Politics · Technology

Apple releases a bevy of updates.

After quite a few release candidates Apple has released updates for all their platforms – I’ve installed tvOS 16.5 and macOS 13.4. So far the experience has been great, there has been an improvement in Safari performance, sites that were buggy are now no longer an issue, the over all operating system feels more responsive. There were a sizeable number of security fixes that came (link) in particular there are 3 being exploited in the wild according to 9TO5Mac (link) so this is a good incentive to update asap rather than waiting for Apple to do it for you with the automatic update.

The development of Safari is something that I am fond of following because so much progress has occurred in such a small space of time. One thing to understand with Safari is the focus on not just privacy and security but to also focus on making sure that any functionality that is added to it doesn’t result in a slow down aka zero tolerance for performance regressions (link). More good news also comes in the form of Safari Technology Preview 170 being release (link) with plenty of fixes which will hopefully appear either in a macOS 13.5 update (released in the gap between the announcement of macOS 14 and it’s release) or maybe macOS 14 which hopefully will include AV1 support that was mentioned in a previous Technology Preview change notes then quickly redacted a few hours later (as noted on my blog).

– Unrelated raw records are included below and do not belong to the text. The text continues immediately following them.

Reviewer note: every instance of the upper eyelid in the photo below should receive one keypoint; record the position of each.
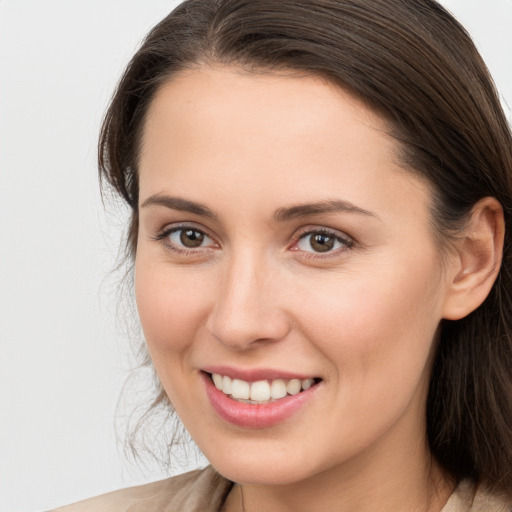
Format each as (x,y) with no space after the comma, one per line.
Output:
(308,230)
(300,233)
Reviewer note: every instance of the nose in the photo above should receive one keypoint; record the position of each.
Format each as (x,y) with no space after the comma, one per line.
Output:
(248,310)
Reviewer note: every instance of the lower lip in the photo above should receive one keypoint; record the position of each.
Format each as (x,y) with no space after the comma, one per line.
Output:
(256,415)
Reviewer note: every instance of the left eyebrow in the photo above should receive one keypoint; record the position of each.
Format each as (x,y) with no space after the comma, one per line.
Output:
(330,206)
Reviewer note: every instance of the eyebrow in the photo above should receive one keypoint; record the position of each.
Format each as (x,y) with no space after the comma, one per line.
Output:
(280,215)
(330,206)
(177,203)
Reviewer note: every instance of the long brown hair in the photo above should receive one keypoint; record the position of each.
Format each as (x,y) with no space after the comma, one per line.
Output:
(414,64)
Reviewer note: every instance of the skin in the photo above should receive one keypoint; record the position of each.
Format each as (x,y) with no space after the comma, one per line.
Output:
(362,317)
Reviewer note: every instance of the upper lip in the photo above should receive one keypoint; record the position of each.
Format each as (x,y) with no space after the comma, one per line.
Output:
(255,374)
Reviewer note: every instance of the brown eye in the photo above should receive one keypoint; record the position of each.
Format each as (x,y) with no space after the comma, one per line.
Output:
(321,242)
(191,238)
(183,238)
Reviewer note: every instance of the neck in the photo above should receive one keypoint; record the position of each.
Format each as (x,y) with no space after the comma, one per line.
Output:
(405,480)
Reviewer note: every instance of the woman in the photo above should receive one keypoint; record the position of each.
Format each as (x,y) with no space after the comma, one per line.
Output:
(319,194)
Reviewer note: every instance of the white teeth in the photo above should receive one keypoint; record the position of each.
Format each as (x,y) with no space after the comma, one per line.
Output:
(218,380)
(261,391)
(278,389)
(293,387)
(227,385)
(240,389)
(307,383)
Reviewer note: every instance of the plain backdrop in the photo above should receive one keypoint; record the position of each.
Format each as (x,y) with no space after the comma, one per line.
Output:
(63,358)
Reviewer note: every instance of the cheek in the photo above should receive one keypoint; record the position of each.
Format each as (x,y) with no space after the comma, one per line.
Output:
(171,305)
(375,327)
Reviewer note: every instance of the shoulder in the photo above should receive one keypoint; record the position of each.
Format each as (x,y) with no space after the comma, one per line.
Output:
(470,497)
(197,491)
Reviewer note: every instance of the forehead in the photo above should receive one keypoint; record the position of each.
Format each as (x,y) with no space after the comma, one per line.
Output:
(222,131)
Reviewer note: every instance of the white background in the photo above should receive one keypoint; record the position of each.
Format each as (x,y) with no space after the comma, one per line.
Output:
(63,360)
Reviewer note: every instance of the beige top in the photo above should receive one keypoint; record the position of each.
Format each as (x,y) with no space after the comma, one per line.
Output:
(205,491)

The government budget came out this week and on the whole it is pretty balanced although I think they really do need to have a long term plan when it comes to investing into rail or as I noted on a Reddit post I made regarding this subject and the debt levels over all: “…we have a lot more capacity that we could use to really fix up the infrastructure deficit – our railways for example have been neglected for decades and we really don’t have a long term 10-20 year plan of upgrading, expanding and electrifying it (standardising on 25Kv). It appears that any investments are merely patching holes rather than having a long term vision for rail then making sure all investments are orientated in achieving that vision.”

That has really been a legacy in New Zealand regardless of who is in charge which s a lack of long term planning and investing – by long term I am not talking about the three year election cycle but rather 5-10-15 or 20 years and by vision I am talking about what is your objective, what are you trying to get to so then you measure up all the individual policies and whether those policies get you closer to that vision (and by vision I am talking about are a set of measurable objectives that can can be interrogated, not broad waffly statements that cannot be nailed down).

As for what my priorities are, here are some of them I outlined in an earlier blog post (link). As for who I am going to vote for this year – I’ll vote the way I always do, Labour for my local MP and Greens for my Party vote.